Glutathionyl conjugates.

A metabolically stable analogue of GSH containing urea in place of the γ-glutamyl-cysteinyl peptide bond was incorporated as a carrier molecule due to its known stability against γ-GT cleavage and maintenance of structural features necessary for recognition by GSH transporters [120,121]. A useful advantage of this carrier is also the antioxidant activity of the released GSH analogue that could attenuate the damage caused by oxidative stress during PD. Mercaptopyruvic acid was chosen as a suitable linker and was attached to the carrier via a heterodisulfide bond, due to the known stability of this linkage in plasma and the abundance of enzyme disulfide reductase in the brain compared to other body compartments [122]. The amide bond between the amine functional group of dopamine/adamantamine and the linker is expected to be cleaved by peptidases in the brain with reasonable stability in plasma.

Preliminary experiments successfully confirmed the carrier mediated-transport of conjugates 19 and 20 in an in vitro BBB model and their ability to release the active drug at the target site, thus representing an innovative approach for the targeted delivery of anti-Parkinson drugs into the CNS using the GSH transport system.

Recently, Ehrlich et al. [123] designed and synthesized a library of new GSH codrugs with hydroxyl radical scavenging ability.

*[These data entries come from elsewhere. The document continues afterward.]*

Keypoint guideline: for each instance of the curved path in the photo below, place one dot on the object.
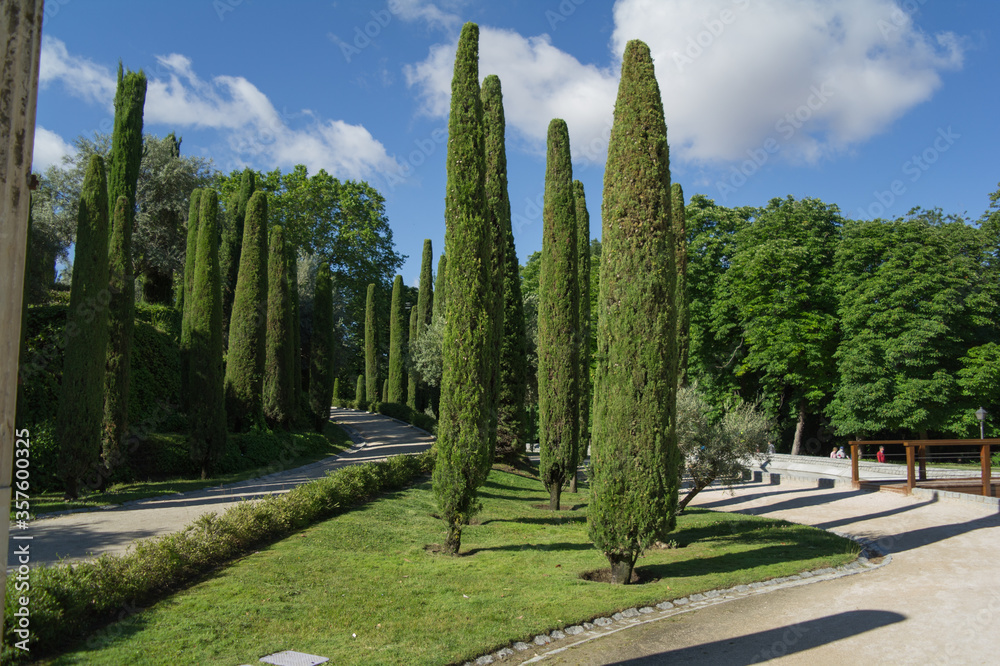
(937, 601)
(82, 535)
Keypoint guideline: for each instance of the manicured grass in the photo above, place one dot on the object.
(120, 493)
(362, 588)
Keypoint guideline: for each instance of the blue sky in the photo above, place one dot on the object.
(874, 105)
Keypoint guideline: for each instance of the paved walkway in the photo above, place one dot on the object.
(936, 602)
(77, 536)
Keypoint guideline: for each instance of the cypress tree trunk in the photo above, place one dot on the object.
(247, 330)
(123, 175)
(424, 314)
(440, 301)
(497, 219)
(188, 288)
(371, 364)
(279, 384)
(81, 405)
(513, 360)
(208, 406)
(411, 388)
(583, 281)
(296, 345)
(679, 226)
(634, 458)
(397, 332)
(360, 397)
(230, 250)
(463, 453)
(558, 320)
(321, 366)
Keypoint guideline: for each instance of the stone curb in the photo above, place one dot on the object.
(555, 641)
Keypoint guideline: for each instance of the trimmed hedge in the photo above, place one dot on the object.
(68, 603)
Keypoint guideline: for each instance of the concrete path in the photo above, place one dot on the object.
(936, 602)
(77, 536)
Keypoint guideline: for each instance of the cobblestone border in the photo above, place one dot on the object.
(560, 640)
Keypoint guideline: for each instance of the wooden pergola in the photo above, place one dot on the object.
(916, 457)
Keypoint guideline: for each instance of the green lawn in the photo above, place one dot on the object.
(363, 588)
(120, 493)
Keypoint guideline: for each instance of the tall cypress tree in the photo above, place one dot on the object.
(463, 453)
(245, 361)
(189, 261)
(440, 301)
(321, 363)
(634, 457)
(583, 280)
(512, 345)
(411, 387)
(397, 335)
(424, 313)
(81, 406)
(208, 405)
(231, 247)
(123, 176)
(279, 402)
(440, 293)
(679, 227)
(371, 362)
(558, 320)
(360, 397)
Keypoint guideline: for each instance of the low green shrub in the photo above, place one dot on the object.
(405, 413)
(67, 603)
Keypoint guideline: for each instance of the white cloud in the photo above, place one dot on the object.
(817, 76)
(539, 81)
(49, 149)
(254, 131)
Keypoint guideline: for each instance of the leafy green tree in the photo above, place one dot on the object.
(558, 320)
(781, 285)
(81, 405)
(189, 263)
(244, 382)
(208, 405)
(279, 383)
(371, 359)
(411, 387)
(463, 453)
(634, 457)
(397, 343)
(123, 175)
(321, 368)
(231, 247)
(717, 449)
(680, 242)
(583, 282)
(910, 312)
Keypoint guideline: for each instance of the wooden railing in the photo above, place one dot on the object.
(916, 457)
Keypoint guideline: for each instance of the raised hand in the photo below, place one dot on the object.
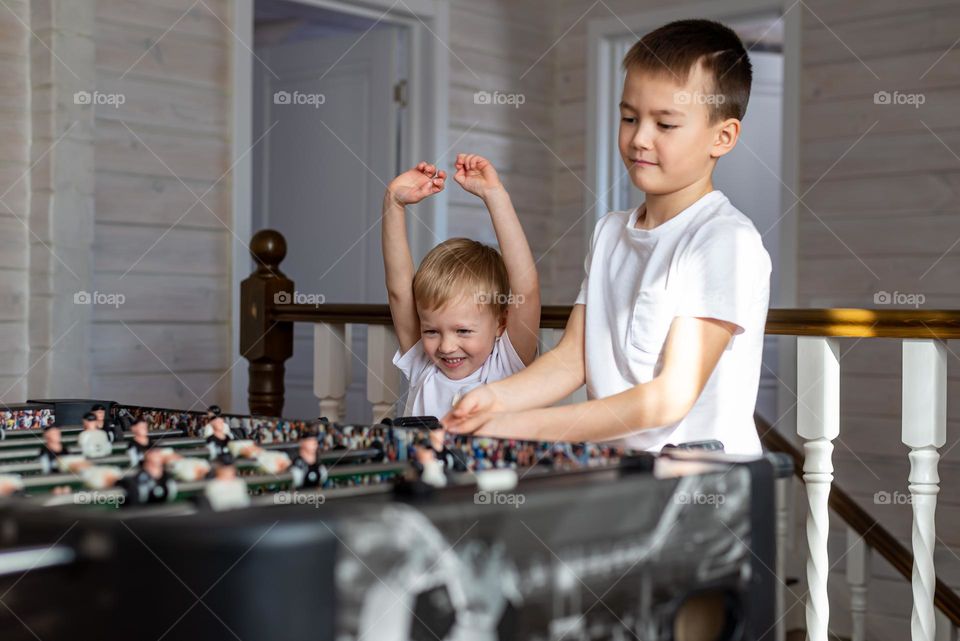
(415, 184)
(476, 174)
(473, 411)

In particular, UPF1 (21), which contains two antioxidant molecules, as GSH and tyrosine (Figure 12), proved more hydrophobic than GSH and much better able to interact with plasma membrane and/or with hydrophobic binding sites of several proteins; its antioxidant activity was 60-fold higher than that of GSH [124].

Figure 12

Structure of UPF1.

Although the exact mechanisms of the protective action of UPF1 remained unclear, it has been demonstrated that UPF1 modulates the activity of G-proteins in the brain tissue and can act as a scavenger or a signal molecule increasing GSH levels or the GSH redox ratio [124], thus providing promising leads for design of powerful antioxidants for treatment of conditions associated with reduced GSH levels.

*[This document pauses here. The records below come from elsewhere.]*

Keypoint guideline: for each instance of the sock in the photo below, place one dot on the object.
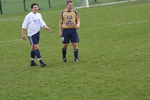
(32, 55)
(64, 52)
(75, 53)
(38, 55)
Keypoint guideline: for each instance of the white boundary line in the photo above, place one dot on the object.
(106, 4)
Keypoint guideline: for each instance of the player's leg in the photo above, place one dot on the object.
(32, 53)
(35, 46)
(75, 40)
(64, 51)
(65, 40)
(75, 50)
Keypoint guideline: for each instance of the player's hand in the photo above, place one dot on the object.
(48, 29)
(60, 34)
(23, 36)
(77, 26)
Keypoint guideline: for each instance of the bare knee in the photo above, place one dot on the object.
(75, 45)
(65, 45)
(35, 47)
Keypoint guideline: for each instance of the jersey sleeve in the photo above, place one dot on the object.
(42, 22)
(77, 16)
(25, 22)
(61, 17)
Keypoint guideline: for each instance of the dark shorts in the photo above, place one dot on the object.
(34, 39)
(70, 35)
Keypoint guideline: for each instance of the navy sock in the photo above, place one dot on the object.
(38, 55)
(75, 53)
(64, 52)
(32, 55)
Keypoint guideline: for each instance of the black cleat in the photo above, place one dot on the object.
(42, 64)
(65, 60)
(76, 60)
(33, 64)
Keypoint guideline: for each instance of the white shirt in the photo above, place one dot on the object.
(33, 22)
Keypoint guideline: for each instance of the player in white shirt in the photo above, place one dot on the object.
(33, 22)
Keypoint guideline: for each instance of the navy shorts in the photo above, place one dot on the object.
(34, 39)
(70, 35)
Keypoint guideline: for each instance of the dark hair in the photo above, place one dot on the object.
(33, 4)
(69, 1)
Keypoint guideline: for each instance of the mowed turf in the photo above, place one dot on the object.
(114, 55)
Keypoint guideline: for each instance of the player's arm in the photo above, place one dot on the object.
(77, 20)
(24, 27)
(47, 28)
(24, 34)
(60, 24)
(44, 25)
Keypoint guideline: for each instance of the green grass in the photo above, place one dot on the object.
(14, 6)
(113, 50)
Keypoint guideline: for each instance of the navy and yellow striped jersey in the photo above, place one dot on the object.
(69, 19)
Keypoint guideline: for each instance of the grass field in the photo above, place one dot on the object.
(14, 6)
(114, 52)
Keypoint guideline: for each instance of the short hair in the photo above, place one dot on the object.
(69, 1)
(33, 4)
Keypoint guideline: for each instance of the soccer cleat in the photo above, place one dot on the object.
(33, 64)
(76, 60)
(65, 60)
(42, 64)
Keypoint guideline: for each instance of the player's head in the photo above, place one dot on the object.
(69, 5)
(34, 7)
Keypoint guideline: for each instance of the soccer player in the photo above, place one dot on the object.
(33, 22)
(69, 22)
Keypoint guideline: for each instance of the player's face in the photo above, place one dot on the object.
(35, 8)
(70, 6)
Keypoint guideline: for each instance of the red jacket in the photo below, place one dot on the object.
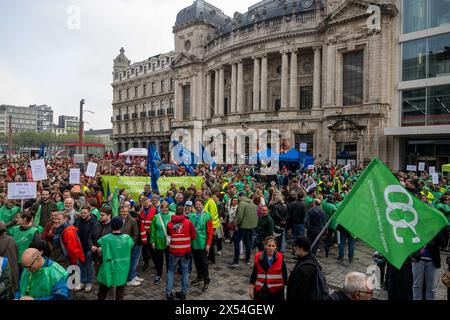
(273, 277)
(72, 244)
(146, 223)
(182, 231)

6. Other Strategies for Increasing GSH Levels

Given the many advantageous aspects of increased GSH levels, other strategies for elevating brain GSH content have been considered as potential therapeutic approaches useful in some of the disorders mentioned above.

Pileblad and Magnusson [125] reported that the intracerebroventricular administration of γ-glutamylcysteine (γ-GC), the limiting substrate in the synthesis of GSH, dose-dependently increases GSH levels (145–170% of control) in the substantia nigra and in the rest of the brain stem of rats. The ethyl ester of this dipeptide, (γ-glutamylcysteinylethyl ester, γ-GCEE), has been successively demonstrated to enhance the efficacy of γ-glutamylcysteine to cross the plasma membrane and to upregulate GSH biosynthesis [126]. In isolated rat hepatocytes, γ-GCEE is transported into liver cells more readily than GSH, hydrolyzed to γ-GC by esterase and then converted to GSH by GS [127]. γ-GCEE increased GSH levels in several different cell types and systems, such as ischemia-reperfusion in liver [128,129] and in heart [130,131], in carbon tetrachloride hepatic injury [132], and in selenium-deficient heart [133].

7. Conclusions

The powerful pleiotropic action of GSH makes this tripeptide an attractive tool for drug design. Reduced GSH levels have been widely documented in aging and in several pathological conditions such as neurodegenerative disorders, cystic fibrosis, and viral infections. Unfortunately, its unfavourable biochemical and pharmacokinetic properties limit the use of GSH as therapeutic agent. This review has investigated several strategies that could be used to treat a wide array of pathologies associated with GSH deficiency. Although the potential use of GSH prodrugs needs further exhaustive studies, they may offer a promising therapeutic alternative for reducing the GSH functional loss related to many human diseases.